Behavioral Minefield
Behavioral interviews try to get at your scope, growth mindset, being data driven, etc. These seem straightforward but can be surprisingly challenging. They want detailed stories about specific situations, complete with metrics and impact, all delivered in a way that shows you're reflective, collaborative, and constantly improving. "Tell me about a time you failed," they ask, expecting you to walk the perfect line between honesty and not revealing catastrophic flaws. These interviews test not just your experiences but how well you can package them into neat little STAR-method narratives that check all their hidden boxes.
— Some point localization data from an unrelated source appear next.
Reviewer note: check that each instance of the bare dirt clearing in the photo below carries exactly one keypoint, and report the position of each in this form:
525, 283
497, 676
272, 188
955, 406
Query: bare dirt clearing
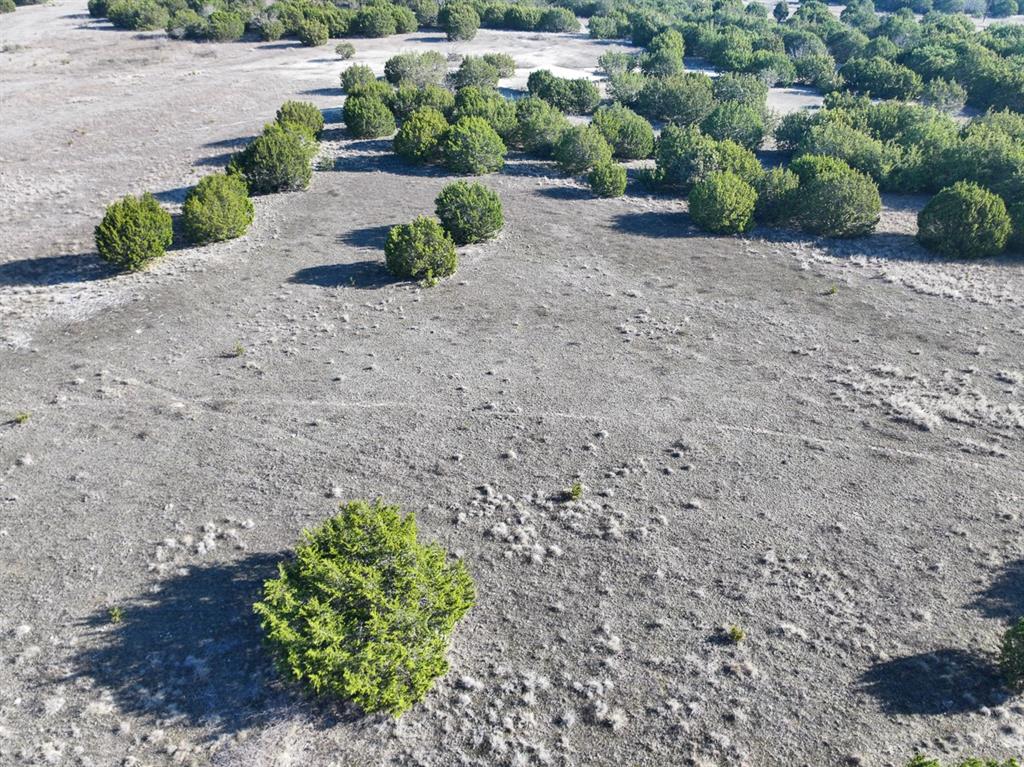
820, 442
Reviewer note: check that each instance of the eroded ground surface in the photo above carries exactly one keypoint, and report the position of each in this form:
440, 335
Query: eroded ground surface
822, 443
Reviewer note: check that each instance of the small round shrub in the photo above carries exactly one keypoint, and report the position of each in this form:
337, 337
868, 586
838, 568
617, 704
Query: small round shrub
580, 148
365, 611
776, 197
965, 221
469, 212
375, 20
217, 208
368, 117
607, 179
630, 135
420, 250
1012, 656
313, 34
539, 126
492, 105
223, 26
723, 203
418, 140
133, 232
472, 147
737, 122
303, 114
460, 20
279, 160
835, 200
408, 99
357, 74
So I don't even have a good example here...
The Strategic Approach to Preparation
The preparation is grueling, so you really need a strategy:
If you currently have a job and aren't actively looking:
Start keeping a detailed "brag document" immediately—record all your achievements, challenges overcome, and metrics improved.
Set aside 30 minutes each week to update this document while events are fresh in your mind.
Dedicate 2-3 hours weekly to stay current with ML developments by reading key papers and implementing small projects.
Join a study group or community where you can discuss technical concepts regularly to keep your explanation skills sharp.
Practice one medium-difficulty algorithm problem weekly to maintain your problem-solving abilities.
If you're beginning your job search:
Research each company thoroughly and create a spreadsheet tracking their specific interview formats and focus areas.
Contact current or former employees on LinkedIn to get insider information about their interview process.
Schedule similar companies together in your interview timeline—group Leetcode-heavy companies in one week, ML design-focused companies in another.
Allow at least 3-4 days between interviews with significantly different formats to adjust your preparation focus.
Create company-specific preparation checklists based on their known interview style and the role's specific requirements.
If you're already interviewing:
After each interview round, immediately document what went well and what didn't in specific technical areas.
Take a mock interview assessment in each major area (Leetcode, ML design, ML fundamentals) to objectively identify your weaknesses.
Allocate your preparation time proportionally—spend 60% on your weakest areas, 30% on moderate areas, and 10% maintaining strengths.
Focus on understanding patterns rather than specific problems—mastering binary search principles is more valuable than memorizing 20 variations.
Record yourself explaining ML concepts and review the recordings to improve clarity and technical communication.
Find an accountability partner who's also interviewing to maintain consistency and exchange feedback on your explanations.